Sean C. Morgan
Of The New Era
Some 80 families showed up Thursday night to learn about the Gear Up program, which will provide about $40,000 per year to this year’s seventh-graders to help them get ready for college.
About 193 attended the pizza dinner and family night, Gear Up Coordinator Kristin Adams said.
“I feel good. I was very pleased with the turnout last night,” she said.
Adams said there is still opportunity for seventh-graders to get involved in the program even if they didn’t attend the event.
Gear Up, operating on a $40,000 annual federal grant with matching in-kind and staff time from School District 55, will work with this year’s seventh-grade students, the Class of 2014, in an effort to increase the number of students graduating from high school and moving on to college.
“There will be a variety of activities provided directly to your students,” Adams told parents Thursday night. Sweet Home is one of 12 Oregon districts receiving the funding.
Sweet Home often has low numbers of students who attend a four-year college after high school, according to district officials.
Students finishing the program will have an opportunity to win four years worth of scholarships to help pay for college, one of the major obstacles to students continuing on.
Principal Hal Huschka explained that he wants to change the culture in Sweet Home, so families understand that their children can go to college.
Adams said that the scholarships are limited – the district currently has 13 available at $4,000 per year – but the district could decide to increase the number of awards and decrease the individual amounts given out.
“My hope is that people focus on the educational opportunities that are going to be available to their children over the next six to 10 years,” she said.

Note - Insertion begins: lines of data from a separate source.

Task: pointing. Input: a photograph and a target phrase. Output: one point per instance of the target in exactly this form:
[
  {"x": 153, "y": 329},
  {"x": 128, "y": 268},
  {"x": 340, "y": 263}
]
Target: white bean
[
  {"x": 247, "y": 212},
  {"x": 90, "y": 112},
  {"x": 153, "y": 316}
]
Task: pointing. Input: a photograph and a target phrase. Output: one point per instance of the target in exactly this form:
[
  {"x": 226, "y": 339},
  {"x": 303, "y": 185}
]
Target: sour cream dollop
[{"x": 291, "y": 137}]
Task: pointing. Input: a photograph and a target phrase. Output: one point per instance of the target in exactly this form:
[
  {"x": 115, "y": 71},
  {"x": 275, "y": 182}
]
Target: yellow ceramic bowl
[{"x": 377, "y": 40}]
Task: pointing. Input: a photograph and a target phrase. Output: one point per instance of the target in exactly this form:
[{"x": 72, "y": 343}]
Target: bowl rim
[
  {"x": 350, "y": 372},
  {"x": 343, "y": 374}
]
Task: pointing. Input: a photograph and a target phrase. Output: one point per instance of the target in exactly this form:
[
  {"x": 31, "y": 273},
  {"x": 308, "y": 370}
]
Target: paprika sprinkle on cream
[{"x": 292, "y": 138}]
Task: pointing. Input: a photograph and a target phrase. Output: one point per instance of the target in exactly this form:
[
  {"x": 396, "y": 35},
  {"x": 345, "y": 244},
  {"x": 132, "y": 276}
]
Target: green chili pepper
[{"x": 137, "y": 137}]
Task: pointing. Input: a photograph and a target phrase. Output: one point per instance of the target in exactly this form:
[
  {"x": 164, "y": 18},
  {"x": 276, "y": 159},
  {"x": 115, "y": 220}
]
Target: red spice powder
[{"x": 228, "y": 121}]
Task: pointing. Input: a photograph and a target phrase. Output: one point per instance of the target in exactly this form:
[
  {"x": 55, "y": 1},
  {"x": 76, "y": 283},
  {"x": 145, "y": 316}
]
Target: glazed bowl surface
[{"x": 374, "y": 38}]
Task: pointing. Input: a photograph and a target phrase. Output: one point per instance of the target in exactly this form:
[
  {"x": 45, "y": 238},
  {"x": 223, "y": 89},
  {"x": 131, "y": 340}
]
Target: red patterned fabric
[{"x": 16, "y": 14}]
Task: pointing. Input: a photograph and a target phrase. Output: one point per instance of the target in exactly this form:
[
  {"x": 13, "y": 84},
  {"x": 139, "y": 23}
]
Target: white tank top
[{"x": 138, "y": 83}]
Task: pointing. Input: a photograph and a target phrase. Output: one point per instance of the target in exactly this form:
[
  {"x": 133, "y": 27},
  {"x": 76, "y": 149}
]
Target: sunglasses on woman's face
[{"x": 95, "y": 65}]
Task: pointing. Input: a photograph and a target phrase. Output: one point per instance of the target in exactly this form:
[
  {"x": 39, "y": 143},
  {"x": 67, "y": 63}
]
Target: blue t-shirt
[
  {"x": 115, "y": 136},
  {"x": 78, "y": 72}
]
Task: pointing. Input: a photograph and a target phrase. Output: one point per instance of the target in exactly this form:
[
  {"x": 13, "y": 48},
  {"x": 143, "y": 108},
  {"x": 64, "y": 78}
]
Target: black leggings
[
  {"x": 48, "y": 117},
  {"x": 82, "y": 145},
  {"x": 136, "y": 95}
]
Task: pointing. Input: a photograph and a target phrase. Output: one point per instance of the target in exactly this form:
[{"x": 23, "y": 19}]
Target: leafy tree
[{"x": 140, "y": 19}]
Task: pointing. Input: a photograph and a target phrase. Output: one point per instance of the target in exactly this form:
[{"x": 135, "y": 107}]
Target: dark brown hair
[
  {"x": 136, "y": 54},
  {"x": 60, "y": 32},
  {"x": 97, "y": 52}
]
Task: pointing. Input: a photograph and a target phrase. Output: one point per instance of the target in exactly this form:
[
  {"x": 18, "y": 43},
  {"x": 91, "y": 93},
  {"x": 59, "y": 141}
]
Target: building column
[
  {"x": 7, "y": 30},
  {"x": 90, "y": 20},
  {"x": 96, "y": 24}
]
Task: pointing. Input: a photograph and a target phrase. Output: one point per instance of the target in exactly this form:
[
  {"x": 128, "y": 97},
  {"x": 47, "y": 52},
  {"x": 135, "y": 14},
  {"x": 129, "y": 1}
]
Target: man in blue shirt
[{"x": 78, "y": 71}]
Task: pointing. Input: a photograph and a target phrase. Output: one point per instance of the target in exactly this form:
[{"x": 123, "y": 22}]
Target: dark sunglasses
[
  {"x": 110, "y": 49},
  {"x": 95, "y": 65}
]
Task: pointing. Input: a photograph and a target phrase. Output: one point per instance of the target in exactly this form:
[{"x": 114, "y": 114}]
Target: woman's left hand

Rather than focusing on the scholarships, she said, students should focus on the opportunities that will arise from having $40,000 per year following the class.
“A lot can happen in those six years,” Adams said. By the time they finish, those students will have good ideas how to get into and through college, and they will have a better idea what to expect and what to do when they get there.
Students can get involved at any time, she said. Signups for the Gear Up Club are this week, and to get into the eighth-grade “college 101” class next year, students will have to participate in the club.
At this age level, the goal is mainly to get students interested in the word “college,” she said. “They’re going to talk about college life, the different types of colleges out there.”
They’ll talk about their various personal interests and start matching those up with careers and the appropriate schools to get into those careers, Adams said. Mentoring will be a major part of the program “to open the conversation that it is possible (to reach and attend college). It’s not a dream. It’s a plan.”